Research Of Research

Inspiration

The vast amount of academic research available today is both a treasure trove of knowledge and a challenge to navigate. We wanted to create a tool that empowers researchers by streamlining the discovery process, automating data handling, and providing relevant insights at the right time. The goal was to make academic exploration as efficient and insightful as possible, allowing researchers to focus on their work without getting bogged down in tedious data searches.

What it does

Research of Research is an automated platform that manages research queries, gathers and organizes relevant research data, and delivers actionable insights directly to users. Leveraging multiple APIs and AI-driven tagging, the system fetches, processes, and enriches metadata from scholarly databases. It updates reports dynamically in Power BI and sends them to users, ensuring they have access to the latest academic insights. Additionally, the platform continuously updates its AI-powered search index, making it a powerful tool for discovering new information with ease.

How we built it

The platform is built with a modular architecture, combining technologies like Flask, CosmosDB, and Azure functions for efficient data handling. The main components include: • Data Retrieval: Using Arxiv and Semantic Scholar APIs to fetch research paper metadata. • Concurrent Processing: Managed by arxiv_search_master, which runs arxiv_search and arxiv_tag tasks in parallel for faster data processing. • Lakehouse Storage: Storing raw metadata in the Bronze Lakehouse, processed and tagged data in the Silver Lakehouse, and formatted data for Power BI in the Gold Lakehouse. • Power BI and Automation: Power Automate handles dataset refreshes, report generation, and automated email notifications to users. • AI-Driven Search: An AI-powered search index, updated through CosmosDB indexers, ensures users can access the latest research results.

Challenges we ran into

One of the main challenges was ensuring seamless integration between multiple APIs and handling large volumes of data concurrently. Managing data flow from Bronze to Silver to Gold Lakehouses while maintaining data integrity and performance was another hurdle. Ensuring that the AI-driven tagging and search index updates were accurate and efficient required substantial testing and tuning.

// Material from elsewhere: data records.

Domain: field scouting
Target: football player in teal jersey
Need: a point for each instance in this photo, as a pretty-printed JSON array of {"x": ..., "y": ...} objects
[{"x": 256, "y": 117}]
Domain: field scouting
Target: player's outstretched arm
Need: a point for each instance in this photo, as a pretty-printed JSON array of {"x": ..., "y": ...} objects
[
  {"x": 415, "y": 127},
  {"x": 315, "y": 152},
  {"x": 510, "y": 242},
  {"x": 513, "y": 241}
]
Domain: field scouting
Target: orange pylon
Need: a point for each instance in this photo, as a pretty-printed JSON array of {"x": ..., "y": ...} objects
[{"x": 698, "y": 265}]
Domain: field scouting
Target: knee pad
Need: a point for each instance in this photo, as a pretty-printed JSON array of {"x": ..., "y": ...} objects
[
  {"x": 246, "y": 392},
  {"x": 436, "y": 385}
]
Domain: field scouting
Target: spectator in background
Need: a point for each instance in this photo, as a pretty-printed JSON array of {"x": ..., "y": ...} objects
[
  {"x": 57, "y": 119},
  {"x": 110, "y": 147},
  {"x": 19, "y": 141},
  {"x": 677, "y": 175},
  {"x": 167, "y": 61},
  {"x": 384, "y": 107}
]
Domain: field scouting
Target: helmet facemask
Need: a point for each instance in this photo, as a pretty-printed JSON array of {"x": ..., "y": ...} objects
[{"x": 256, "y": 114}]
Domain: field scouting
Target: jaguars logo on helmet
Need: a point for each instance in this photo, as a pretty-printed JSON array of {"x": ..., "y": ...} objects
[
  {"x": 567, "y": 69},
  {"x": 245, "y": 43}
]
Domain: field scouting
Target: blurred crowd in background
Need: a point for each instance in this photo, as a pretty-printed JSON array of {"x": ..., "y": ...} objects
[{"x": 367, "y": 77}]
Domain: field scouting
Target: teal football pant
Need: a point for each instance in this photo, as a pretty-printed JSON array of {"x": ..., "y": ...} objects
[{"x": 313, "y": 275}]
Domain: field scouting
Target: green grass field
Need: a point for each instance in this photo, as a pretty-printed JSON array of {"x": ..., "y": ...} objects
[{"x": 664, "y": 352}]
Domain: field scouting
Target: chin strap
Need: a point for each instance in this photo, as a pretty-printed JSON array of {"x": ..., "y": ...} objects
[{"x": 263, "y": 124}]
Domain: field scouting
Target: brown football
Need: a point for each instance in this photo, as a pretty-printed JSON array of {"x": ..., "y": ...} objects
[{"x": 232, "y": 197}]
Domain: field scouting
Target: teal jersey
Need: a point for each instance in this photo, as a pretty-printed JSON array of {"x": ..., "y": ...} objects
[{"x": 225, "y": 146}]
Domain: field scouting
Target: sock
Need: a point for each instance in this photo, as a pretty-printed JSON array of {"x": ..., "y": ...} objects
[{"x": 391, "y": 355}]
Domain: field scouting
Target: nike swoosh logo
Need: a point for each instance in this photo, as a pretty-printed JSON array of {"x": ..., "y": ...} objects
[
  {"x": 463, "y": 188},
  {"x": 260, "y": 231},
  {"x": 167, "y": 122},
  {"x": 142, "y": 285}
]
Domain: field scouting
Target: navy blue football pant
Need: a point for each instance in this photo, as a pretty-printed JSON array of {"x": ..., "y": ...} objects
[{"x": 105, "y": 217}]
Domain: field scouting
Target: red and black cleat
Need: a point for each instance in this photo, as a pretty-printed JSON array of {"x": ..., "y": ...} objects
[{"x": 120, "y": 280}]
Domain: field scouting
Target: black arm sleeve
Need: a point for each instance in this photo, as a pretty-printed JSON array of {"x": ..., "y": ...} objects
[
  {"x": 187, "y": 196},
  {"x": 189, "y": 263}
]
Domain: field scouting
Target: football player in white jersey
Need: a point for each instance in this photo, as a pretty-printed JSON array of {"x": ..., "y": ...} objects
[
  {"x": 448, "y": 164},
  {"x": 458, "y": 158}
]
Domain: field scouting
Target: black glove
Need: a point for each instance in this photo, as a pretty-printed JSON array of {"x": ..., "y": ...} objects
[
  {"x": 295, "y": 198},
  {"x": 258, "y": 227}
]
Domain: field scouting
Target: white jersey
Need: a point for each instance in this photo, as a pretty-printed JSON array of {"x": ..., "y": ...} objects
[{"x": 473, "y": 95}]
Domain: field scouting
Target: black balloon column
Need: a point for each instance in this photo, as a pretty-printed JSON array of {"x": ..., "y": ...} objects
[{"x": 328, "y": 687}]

Accomplishments that we're proud of

We’re proud of building a system that automates the end-to-end research discovery process, making academic insights accessible with minimal effort from users. Successfully integrating concurrent processing with multi-layered data storage and automated reporting has allowed us to create a solution that feels both robust and responsive. Our AI-powered tagging and search indexing functions have also demonstrated significant improvement in the relevance of search results, which was a major milestone for us.

What we learned

This project taught us a lot about managing complex data workflows and the importance of modular design for scalability. We deepened our understanding of API integration, concurrency management, and data lakehouse architectures. Working with Power Automate for seamless user notifications and report automation was also a valuable experience, helping us appreciate the power of automated workflows in reducing manual effort.

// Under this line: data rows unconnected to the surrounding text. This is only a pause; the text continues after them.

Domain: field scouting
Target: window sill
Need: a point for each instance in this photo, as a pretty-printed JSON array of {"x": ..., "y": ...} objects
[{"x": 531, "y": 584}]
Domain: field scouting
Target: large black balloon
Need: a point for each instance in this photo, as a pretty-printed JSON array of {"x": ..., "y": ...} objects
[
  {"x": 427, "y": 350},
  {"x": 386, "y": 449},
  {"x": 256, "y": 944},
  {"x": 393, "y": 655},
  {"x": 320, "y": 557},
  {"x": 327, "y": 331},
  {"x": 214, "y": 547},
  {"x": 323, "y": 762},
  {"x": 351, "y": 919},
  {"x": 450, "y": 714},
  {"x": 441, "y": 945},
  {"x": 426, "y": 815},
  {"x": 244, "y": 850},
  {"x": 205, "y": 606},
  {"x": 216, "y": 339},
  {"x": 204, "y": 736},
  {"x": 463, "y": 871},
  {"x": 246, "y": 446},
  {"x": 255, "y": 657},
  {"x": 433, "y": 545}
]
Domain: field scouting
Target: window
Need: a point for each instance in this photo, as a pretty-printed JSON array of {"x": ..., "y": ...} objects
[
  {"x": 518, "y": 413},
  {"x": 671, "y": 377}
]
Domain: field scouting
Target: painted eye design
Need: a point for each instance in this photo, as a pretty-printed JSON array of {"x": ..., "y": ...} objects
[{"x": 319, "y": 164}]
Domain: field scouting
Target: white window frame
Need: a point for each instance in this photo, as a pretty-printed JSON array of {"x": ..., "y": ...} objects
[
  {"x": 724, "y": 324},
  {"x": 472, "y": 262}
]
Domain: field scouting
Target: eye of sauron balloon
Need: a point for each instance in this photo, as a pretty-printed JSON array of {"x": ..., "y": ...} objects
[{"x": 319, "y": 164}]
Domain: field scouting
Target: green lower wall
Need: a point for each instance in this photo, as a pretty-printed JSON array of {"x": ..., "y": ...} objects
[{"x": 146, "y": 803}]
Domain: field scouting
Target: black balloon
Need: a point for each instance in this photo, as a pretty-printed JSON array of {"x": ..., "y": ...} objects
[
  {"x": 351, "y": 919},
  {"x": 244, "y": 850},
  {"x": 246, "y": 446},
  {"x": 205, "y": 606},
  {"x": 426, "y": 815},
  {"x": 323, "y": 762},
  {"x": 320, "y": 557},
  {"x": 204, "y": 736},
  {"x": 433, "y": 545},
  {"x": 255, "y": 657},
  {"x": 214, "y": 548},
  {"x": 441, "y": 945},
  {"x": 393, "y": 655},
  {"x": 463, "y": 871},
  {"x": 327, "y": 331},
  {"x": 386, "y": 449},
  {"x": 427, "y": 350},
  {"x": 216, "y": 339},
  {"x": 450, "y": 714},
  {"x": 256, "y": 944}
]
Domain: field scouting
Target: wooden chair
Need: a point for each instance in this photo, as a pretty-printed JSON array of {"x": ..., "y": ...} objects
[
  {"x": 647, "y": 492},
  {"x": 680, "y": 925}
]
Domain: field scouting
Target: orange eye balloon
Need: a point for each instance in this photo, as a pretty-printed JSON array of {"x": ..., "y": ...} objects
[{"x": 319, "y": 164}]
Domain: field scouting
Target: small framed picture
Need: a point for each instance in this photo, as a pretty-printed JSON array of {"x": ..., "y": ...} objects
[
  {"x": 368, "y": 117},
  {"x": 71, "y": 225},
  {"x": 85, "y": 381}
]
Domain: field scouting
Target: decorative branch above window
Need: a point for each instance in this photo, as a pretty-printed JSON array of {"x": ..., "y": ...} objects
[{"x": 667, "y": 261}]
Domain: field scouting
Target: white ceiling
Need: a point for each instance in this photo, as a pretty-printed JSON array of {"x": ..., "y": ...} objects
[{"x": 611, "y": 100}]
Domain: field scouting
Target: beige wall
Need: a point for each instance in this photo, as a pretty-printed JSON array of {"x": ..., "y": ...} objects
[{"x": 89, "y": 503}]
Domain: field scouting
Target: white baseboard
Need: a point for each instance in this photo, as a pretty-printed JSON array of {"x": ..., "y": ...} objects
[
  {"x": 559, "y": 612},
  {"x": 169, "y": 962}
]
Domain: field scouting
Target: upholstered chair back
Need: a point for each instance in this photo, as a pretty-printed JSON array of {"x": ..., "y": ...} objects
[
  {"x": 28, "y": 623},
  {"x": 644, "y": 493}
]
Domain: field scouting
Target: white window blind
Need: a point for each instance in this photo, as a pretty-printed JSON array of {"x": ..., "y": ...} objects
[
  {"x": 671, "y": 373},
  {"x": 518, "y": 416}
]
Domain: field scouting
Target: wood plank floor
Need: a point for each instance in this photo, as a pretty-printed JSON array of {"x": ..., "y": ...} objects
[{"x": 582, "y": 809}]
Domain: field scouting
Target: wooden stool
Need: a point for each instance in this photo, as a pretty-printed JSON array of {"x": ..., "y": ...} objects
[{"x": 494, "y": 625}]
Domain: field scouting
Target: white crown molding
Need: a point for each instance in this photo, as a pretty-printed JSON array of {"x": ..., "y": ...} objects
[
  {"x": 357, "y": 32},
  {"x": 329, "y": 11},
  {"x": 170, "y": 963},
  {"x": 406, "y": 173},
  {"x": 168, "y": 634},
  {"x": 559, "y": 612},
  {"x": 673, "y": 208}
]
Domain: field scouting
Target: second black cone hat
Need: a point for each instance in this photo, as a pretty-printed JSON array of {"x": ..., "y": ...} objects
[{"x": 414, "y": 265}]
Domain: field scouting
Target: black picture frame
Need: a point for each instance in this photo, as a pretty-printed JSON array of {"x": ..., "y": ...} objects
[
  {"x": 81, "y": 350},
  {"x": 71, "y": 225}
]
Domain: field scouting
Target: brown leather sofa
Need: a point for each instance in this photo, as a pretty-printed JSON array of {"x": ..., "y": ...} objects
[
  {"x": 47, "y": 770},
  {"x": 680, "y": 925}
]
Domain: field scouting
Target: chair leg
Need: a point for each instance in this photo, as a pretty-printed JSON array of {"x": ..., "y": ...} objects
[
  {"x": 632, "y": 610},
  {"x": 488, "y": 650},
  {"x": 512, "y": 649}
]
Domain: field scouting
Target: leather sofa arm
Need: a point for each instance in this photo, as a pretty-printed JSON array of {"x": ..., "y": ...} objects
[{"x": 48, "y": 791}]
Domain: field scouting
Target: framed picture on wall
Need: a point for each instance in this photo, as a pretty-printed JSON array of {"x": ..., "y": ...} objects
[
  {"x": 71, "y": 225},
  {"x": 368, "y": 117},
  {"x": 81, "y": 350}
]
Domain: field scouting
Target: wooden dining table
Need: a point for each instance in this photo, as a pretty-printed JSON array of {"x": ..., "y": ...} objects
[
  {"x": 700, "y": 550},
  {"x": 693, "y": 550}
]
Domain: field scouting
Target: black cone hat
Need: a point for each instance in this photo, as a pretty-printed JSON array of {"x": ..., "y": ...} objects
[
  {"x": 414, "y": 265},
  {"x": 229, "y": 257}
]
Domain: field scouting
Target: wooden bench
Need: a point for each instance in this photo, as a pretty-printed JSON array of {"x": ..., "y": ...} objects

What's next for Research Of Research

Moving forward, we aim to enhance the platform’s AI capabilities by incorporating more advanced natural language processing for better topic suggestion and tagging accuracy. We also plan to expand the data sources beyond Arxiv and Semantic Scholar to provide a more comprehensive research experience. Additionally, implementing user personalization features and an interactive dashboard could make the system even more intuitive and tailored to individual research needs.